Jan 30, 2024 2 min read

Sony fails to get Experience Hendrix lawsuit thrown out of UK court

A UK judge has said that a dispute over the rights in the Jimi Hendrix Experience catalogue can proceed to trial - the estates of two of Hendrix’s former bandmates, Mitch Mitchell and Noel Redding, claim they are due royalties from those recordings

Sony fails to get Experience Hendrix lawsuit thrown out of UK court

A judge has ruled that a lawsuit filed against Sony Music by the estates of Noel Redding and Mitch Mitchell - two thirds of the Jimi Hendrix Experience - can proceed to trial. 

Both the major label and the Jimi Hendrix estate, via the Experience Hendrix company, have argued that the dispute should be fought in the New York courts. However, those arguments, and an attempt by Sony to get the case dismissed, have failed. 

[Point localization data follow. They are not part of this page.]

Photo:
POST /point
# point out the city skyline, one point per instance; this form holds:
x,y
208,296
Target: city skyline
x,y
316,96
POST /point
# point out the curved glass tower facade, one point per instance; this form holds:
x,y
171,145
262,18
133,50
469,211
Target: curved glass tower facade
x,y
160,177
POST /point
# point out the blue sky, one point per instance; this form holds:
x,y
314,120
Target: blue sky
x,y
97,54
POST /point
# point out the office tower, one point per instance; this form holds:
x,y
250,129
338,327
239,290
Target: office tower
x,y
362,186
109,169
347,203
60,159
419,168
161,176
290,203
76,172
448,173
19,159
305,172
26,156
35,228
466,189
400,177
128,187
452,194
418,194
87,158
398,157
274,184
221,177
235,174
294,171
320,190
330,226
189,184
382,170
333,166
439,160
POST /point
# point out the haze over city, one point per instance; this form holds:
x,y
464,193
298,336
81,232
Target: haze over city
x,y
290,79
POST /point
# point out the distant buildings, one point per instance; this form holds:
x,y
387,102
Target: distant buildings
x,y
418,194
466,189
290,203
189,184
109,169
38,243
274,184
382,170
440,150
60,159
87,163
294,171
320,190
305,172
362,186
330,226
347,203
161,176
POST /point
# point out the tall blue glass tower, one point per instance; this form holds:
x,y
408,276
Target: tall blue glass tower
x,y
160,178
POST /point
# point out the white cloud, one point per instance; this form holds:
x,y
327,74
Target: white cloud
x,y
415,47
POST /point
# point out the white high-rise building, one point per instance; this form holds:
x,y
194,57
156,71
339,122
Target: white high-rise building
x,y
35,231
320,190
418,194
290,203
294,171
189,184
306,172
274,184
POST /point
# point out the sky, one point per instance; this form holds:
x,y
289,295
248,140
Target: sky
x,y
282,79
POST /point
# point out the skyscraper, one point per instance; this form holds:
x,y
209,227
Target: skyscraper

"Sony Music has failed in its latest attempt to prevent the estates of Noel Redding and Mitch Mitchell pursuing their claims for infringement of copyright and performers’ rights to trial", a statement from the estates yesterday declared. 

The Redding and Mitchell estates - through UK-based companies - claim that they control rights in relation to the Jimi Hendrix Experience recordings catalogue. These rights, they claim, are being infringed by Experience Hendrix and its distribution partner Sony. 

For their part, Experience Hendrix and Sony argue that, after Hendrix’s death in 1970, both Redding and Mitchell signed agreements giving up any claims to rights and royalties stemming from the Jimi Hendrix Experience in return for “significant monetary consideration”. And in January 2022, Experience Hendrix and Sony filed legal papers with the New York courts seeking confirmation that those agreements are still in force. 

The Redding and Mitchell estates then filed their lawsuits in the UK. Sony said that litigation should be paused pending the case in New York. But reps for the Redding and Mitchell estates countered that their dispute with the major related to rights under UK copyright law, and was mainly concerned with the digital exploitation of the Hendrix recordings which, they reckon, falls outside the scope of the 1970s agreements.

Sony's attempts to get the UK case paused failed, and instead the New York court paused the US case pending the outcome of the London dispute. The major had one more go at getting the UK lawsuit thrown out of court at a two day hearing last October. But that didn't work and the whole thing should now get to trial in the London courts next year. 

Lawrence Abramson of Keystone Law, who represented the estates, says he hopes that this will be an opportunity to “obtain some justice for the families of Noel and Mitch”.

“No one is denying that Jimi Hendrix was one of, if not, the greatest guitarist of all time”, he goes on. “But he didn’t make his recordings alone, and they could not have achieved any success without the contributions of Noel and Mitch".